Run DeepSeek-R1 Locally: Complete Tutorial for 671B Parameter Model

DeepSeek-R1 has taken the AI world by storm. With 671 billion parameters and reasoning capabilities that rival GPT-4o, it’s one of the most powerful open-weight models ever released. The best part? You can run it locally, completely free, with zero data leaving your machine.

This tutorial walks you through every step of deploying DeepSeek-R1 on your own hardware.

TL;DR

DeepSeek-R1 is a 671B parameter reasoning model available in quantized versions
Use Ollama for command-line deployment or LM Studio for a GUI experience
Minimum requirements: 16GB RAM for 7B distilled, 32GB+ for larger versions
Apple Silicon Macs offer the best consumer experience due to unified memory
The model excels at coding, math, and complex reasoning tasks

Why Run DeepSeek-R1 Locally?

Complete Privacy

When you use cloud AI services, your prompts are logged, analyzed, and potentially used for training. Running locally means:

No data transmission to external servers
No usage tracking or logging
Full control over your conversations

Zero Cost

DeepSeek-R1 is open-weight. Once downloaded, you own it forever. No subscriptions, no API fees, no usage limits.

Uncensored Responses

Cloud models are heavily filtered. Local models give you the raw output without corporate guardrails.

Hardware Requirements

DeepSeek-R1 comes in several sizes. Here’s what you need:

Model Version	Parameters	RAM Required	Best For
DeepSeek-R1-Distill-Qwen-1.5B	1.5B	4GB	Mobile, testing
DeepSeek-R1-Distill-Qwen-7B	7B	8GB	Basic tasks
DeepSeek-R1-Distill-Qwen-14B	14B	16GB	General use
DeepSeek-R1-Distill-Qwen-32B	32B	24GB	Advanced reasoning
DeepSeek-R1-Distill-Llama-70B	70B	48GB	Near full capability
DeepSeek-R1 (Full)	671B	400GB+	Enterprise/research

Platform Recommendations

Mac (Apple Silicon): The best consumer option. M2/M3/M4 chips with unified memory can run larger models than equivalent PC setups. A MacBook Pro with 32GB RAM can comfortably run the 32B version.

Windows/Linux (NVIDIA GPU): You need a dedicated GPU with sufficient VRAM. RTX 4090 (24GB) handles the 32B model well. For larger models, consider multi-GPU setups.

CPU Only: Possible but painfully slow. Expect 1-2 tokens per second on the 7B model.

Method 1: Using Ollama (Recommended)

Ollama is the simplest way to run local LLMs. It handles model downloads, quantization, and serving automatically.

Step 1: Install Ollama

Mac/Linux:

curl -fsSL https://ollama.com/install.sh | sh

Windows: Download the installer from ollama.com/download.
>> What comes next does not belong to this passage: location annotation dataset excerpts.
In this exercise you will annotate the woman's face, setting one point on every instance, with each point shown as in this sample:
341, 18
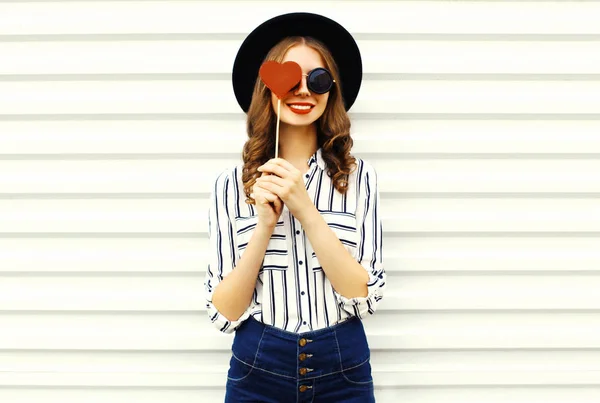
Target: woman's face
300, 106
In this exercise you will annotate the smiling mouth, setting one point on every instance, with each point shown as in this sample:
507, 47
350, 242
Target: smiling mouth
300, 108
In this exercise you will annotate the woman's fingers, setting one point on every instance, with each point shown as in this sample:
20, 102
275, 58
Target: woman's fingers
265, 194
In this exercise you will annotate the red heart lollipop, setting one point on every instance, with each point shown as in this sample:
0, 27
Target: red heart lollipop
280, 78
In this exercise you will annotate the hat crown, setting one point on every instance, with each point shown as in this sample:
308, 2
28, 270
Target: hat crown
259, 42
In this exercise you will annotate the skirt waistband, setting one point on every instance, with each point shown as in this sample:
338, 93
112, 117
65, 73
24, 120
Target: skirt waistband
301, 356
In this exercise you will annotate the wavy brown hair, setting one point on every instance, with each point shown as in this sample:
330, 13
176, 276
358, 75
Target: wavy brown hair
333, 126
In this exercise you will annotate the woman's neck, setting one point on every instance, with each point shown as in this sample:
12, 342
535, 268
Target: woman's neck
297, 144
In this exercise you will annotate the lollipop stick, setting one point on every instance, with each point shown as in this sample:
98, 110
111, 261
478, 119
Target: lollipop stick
277, 128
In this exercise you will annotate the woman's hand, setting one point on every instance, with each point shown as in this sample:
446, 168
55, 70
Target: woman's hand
286, 182
268, 205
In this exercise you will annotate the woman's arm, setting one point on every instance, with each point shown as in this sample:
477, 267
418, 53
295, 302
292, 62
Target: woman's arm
229, 292
233, 294
346, 275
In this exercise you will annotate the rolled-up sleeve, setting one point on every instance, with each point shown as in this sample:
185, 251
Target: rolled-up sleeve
222, 248
369, 245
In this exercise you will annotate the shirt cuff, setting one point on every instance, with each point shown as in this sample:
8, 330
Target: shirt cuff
221, 322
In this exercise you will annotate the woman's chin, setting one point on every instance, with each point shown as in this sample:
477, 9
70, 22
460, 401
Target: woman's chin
297, 120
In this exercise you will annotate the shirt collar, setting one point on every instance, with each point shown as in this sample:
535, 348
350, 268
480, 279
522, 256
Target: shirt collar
317, 158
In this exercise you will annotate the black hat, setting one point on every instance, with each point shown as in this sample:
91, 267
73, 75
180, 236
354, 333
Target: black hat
259, 42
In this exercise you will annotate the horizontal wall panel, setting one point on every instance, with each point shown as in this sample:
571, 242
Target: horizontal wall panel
381, 17
385, 96
189, 216
400, 254
190, 57
177, 331
408, 138
395, 175
168, 292
173, 292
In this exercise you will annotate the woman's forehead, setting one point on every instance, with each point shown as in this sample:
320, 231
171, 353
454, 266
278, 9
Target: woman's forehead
307, 57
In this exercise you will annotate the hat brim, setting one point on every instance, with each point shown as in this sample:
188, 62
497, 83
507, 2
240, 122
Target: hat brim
259, 42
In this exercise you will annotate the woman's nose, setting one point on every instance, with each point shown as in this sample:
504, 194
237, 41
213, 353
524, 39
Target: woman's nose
302, 87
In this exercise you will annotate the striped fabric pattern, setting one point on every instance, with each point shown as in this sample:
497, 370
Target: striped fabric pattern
292, 291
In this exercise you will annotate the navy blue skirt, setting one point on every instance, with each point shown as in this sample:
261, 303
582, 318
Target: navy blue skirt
327, 365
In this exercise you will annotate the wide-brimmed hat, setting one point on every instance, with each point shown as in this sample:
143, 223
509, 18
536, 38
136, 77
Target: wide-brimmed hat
259, 42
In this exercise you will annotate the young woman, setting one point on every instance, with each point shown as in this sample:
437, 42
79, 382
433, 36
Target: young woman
296, 241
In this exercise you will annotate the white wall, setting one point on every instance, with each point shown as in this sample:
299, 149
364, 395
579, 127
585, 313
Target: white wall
482, 118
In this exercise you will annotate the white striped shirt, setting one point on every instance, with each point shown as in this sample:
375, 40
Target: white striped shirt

Step 2: Pull the DeepSeek-R1 Model

Open your terminal and run:

# For the 7B distilled version (recommended starting point)
ollama pull deepseek-r1:7b

# For the 14B version (better quality)
ollama pull deepseek-r1:14b

# For the 32B version (best quality for consumer hardware)
ollama pull deepseek-r1:32b

The download will take several minutes depending on your connection. The 7B model is approximately 4.5GB.

Step 3: Run the Model

Start an interactive chat session:

ollama run deepseek-r1:7b

You’ll see a prompt where you can type your questions:

>>> What is the time complexity of quicksort?

The average time complexity of quicksort is O(n log n), while the worst-case 
complexity is O(n²). The worst case occurs when the pivot selection consistently 
results in highly unbalanced partitions...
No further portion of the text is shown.